Cellular Challenges: Taking an Aim at Cancer
Immunotherapy is a powerful treatment that harnesses the body’s immune system in the fight against cancer. With optimized cell therapy, the result is an expanded population of T cells primed to recognize and eradicate malignant tumor cells that would otherwise escape immune detection.
White blood cells are separated from a patient’s blood sample.
Selection and Activation
T cells are isolated from the sample via centrifugal elutriation and confirmed by Coulter analysis of cell volume. The cells are activated using magnetic beads with antibodies against CD3 and CD28. Coulter analysis is used to monitor the transition from resting T cells to activated T cells, by tracking the accompanying increase in cell volume.
Viral vectors, such as a lentiviral or retroviral vectors, insert genes expressing cancer-targeting chimeric antigen receptors (CARs) into T cells.
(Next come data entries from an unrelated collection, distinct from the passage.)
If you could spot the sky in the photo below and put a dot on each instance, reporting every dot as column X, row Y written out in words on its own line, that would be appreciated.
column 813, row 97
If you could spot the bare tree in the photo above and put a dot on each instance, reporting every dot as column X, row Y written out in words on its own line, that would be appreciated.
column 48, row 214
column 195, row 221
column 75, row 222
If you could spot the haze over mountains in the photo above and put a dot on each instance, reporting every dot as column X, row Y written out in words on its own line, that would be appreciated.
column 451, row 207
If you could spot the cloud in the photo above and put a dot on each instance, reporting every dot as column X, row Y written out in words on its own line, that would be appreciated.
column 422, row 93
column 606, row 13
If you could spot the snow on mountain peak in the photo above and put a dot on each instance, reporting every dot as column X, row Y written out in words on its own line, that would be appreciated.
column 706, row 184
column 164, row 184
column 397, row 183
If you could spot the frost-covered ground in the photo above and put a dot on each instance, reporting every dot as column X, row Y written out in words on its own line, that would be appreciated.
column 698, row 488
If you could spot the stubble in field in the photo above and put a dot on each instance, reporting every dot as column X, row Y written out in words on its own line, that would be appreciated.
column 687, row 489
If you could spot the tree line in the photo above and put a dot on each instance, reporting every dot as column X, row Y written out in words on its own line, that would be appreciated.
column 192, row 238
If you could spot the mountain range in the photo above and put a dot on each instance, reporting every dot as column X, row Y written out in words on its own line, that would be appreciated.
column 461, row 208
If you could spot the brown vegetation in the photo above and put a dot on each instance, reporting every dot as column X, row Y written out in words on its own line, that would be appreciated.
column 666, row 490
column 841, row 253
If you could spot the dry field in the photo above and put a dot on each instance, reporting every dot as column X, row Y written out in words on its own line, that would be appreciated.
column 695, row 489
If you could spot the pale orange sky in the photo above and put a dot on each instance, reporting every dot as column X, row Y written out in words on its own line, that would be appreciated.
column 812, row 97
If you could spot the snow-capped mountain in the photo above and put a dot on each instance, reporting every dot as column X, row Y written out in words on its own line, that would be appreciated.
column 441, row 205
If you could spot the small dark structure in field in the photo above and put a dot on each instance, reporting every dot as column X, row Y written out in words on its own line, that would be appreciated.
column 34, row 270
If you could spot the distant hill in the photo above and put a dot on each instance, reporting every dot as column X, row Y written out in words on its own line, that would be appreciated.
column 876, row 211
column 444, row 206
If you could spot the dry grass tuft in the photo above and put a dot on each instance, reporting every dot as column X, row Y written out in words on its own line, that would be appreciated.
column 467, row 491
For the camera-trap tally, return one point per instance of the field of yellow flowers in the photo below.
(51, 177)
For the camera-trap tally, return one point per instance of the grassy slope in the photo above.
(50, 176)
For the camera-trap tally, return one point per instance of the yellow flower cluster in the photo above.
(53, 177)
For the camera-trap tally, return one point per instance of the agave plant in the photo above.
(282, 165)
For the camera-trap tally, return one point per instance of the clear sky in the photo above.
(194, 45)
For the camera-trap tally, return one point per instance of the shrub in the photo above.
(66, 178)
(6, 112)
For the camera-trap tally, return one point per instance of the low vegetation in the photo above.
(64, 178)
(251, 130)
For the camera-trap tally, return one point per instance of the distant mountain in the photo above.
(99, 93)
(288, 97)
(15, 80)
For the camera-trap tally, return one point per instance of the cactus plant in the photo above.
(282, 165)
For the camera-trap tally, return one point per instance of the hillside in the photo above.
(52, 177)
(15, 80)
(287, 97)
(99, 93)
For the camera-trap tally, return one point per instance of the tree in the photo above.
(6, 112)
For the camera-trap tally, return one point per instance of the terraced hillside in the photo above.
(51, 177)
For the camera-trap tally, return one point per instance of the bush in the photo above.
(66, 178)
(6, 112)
The CAR consists of an antigen-recognition exodomain and costimulatory signaling domains that amplify T-cell activation.
Ex vivo expansion of cells in a bioreactor. Critical culture parameters such as cell density, size, volume, and viability are monitored daily. Mean cell volume changes can be used to monitor the population size. Once the target population size is reached, the magnetic beads are washed out and the cells concentrated.
Immunophenotyping is confirmed with flow cytometry analysis of the modified cells. Sterility, safety, and potency of the cell product are tested.
The modified T cells are infused into a conditioned patient. They search and destroy cancer cells expressing the antigen targeted by the CAR.